I have ceased to be bad about the fact that I feel bad! I wrote the first “BAD” letter in capital letters because it is larger than the second “bad”. I am just “bad”, not “BAD + bad”. And this is not so terrible!

This is life and we all go through such emotions. We should not always feel good. Life is full of suffering! And, truly, our suffering is measured not only by its external attributes, but by the ability of our mind to suffer and experience.

We cannot always change external circumstances, but we can take care of ourselves and adjust our personal ability to respond to them.

And if we learn to take pain and stress, then instead of a destructive action, these things begin to fill, enrich us, grinding out the granite of our personality.

I do not convince myself that "I HAVE to be fun, because now are the holidays!" No, why torture myself, my emotions do not need me, they are as they are.

I concentrate on my values.

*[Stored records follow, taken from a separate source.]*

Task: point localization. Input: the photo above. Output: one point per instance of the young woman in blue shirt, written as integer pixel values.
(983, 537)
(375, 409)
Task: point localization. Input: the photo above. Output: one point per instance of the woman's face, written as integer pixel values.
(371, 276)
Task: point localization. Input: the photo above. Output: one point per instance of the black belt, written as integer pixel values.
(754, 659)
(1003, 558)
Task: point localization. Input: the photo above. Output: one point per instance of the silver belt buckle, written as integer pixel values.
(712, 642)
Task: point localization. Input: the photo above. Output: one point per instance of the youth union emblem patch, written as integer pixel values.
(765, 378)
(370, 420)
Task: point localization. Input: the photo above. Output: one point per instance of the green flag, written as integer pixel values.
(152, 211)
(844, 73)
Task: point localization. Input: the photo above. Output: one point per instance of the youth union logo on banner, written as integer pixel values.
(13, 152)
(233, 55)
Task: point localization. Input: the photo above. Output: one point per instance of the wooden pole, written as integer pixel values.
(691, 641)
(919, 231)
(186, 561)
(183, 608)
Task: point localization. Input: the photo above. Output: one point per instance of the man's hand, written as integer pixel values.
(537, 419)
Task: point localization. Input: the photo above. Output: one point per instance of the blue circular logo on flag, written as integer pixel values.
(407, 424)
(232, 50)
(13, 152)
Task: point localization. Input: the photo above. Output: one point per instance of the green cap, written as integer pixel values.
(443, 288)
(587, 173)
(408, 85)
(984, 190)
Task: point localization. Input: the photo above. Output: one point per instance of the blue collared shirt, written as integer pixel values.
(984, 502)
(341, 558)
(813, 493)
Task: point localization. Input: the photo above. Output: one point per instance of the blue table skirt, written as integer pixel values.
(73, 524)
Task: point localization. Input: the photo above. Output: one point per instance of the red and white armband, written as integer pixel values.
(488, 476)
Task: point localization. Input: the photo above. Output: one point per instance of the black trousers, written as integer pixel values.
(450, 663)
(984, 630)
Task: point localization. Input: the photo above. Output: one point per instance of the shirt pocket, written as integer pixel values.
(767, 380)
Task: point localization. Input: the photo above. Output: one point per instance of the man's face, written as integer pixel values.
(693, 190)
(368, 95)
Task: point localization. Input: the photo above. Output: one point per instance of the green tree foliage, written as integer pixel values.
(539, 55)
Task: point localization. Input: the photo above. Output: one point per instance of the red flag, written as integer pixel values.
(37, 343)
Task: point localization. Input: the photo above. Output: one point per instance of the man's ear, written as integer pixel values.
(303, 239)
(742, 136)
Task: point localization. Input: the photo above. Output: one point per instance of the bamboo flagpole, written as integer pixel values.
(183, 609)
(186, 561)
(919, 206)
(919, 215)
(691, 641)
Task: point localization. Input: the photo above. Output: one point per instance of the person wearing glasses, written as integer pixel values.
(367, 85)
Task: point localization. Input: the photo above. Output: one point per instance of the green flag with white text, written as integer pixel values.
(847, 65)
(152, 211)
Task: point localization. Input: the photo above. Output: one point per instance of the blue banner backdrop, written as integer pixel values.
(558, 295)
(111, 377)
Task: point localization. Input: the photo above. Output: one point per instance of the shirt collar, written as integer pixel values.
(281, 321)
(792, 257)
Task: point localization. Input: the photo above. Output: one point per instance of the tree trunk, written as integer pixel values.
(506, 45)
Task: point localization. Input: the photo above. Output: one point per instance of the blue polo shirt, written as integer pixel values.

I don’t bother about “why I feel this way,” I do what I love. I love helping people. And I'm doing this, at the moment I am trying to help you by answering your question.

I can do this despite my condition =) Because I choose this. I choose my values. I choose what I like to do. But I don’t choose emotions, but to hell with them, let them be! "

New Year - “all new”?

In the phrase "New Year" lies the expectation of some kind of update. Here comes this conditional date, and everything will be in a new way!

But if we are a little more attentive to our life, we will see that every day, every minute, every second gives something new.

You can hear: "I woke up a new man!" So each of us wakes up every day with a new person! The old dies, and the renewed is born. And so it happens day after day!

Therefore, I want to wish you all to notice these changes. Everything is in continuous change, in continuous formation.

Do not focus on the past, which you can not change.

Less worried about a future you don't know about.

And with gratitude, love, acceptance to meet the present! Every new day!

Ps. If you want, write in the comments what this year was for you! In general, write whatever you want. Maybe something I say. Or someone else =) I will try to answer.